The Sole development plan has been finalized and is based on a two well subsea development plan which, according to Cooper, offers a number of advantages over a lower cost, single well development:
– increased gas available to market. Contingent gas resources (2C) accessible via a 2 well;
– enhanced field redundancy; and
– cost economies with the estimated drilling and completion of two wells at approximately $140 million, compared with $83 million for the single well option.
The Orbost Gas Plant design capacity is 68 TJ/day (25 PJ per annum), however modelling of the field development plan indicates production of 74 TJ/day is deliverable from the reservoir with two wells.
The capital cost of the Sole upstream development is estimated to be approximately $355 million, inclusive of the cost of drilling and completing two wells. This figure does not include the Orbost Gas Plant upgrade to be conducted by APA at an estimated cost of approximately $250 million.

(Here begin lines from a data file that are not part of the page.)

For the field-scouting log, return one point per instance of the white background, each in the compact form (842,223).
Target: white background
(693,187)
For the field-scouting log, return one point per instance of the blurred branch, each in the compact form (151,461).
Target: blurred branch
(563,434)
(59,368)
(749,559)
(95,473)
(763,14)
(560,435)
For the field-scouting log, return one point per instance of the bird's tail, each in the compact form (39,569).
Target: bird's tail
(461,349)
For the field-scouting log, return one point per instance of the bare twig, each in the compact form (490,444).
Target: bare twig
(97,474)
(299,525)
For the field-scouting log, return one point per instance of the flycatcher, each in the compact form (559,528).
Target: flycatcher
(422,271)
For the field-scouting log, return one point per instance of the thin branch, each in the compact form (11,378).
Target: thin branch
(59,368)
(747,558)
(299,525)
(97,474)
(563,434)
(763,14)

Costs, incorporating the results from final tenders, will be finalized within March 2017.
It is anticipated that all upstream work, excluding drilling will be performed under fixed price contracts. Long lead items have been ordered which include the shore crossing pipe and installation contract, subsea tree and wellhead and downhole tubing.
The National Offshore Petroleum Titles Administrator (NOPTA) has offered a life of field production license to the titleholders of VIC/RL3 covering the Sole gas field and the titleholders are in the process of accepting this offer.
Cooper Energy is currently preparing the documentation and processes required to support its appointment as operator of the Sole gas field. This includes the Environmental Plans for statutory review and approval. The current expectation is this process is likely to be completed within June 2017.
The current operator, Santos, will continue to perform operatorship responsibilities under contract from Cooper Energy until the transition is effected.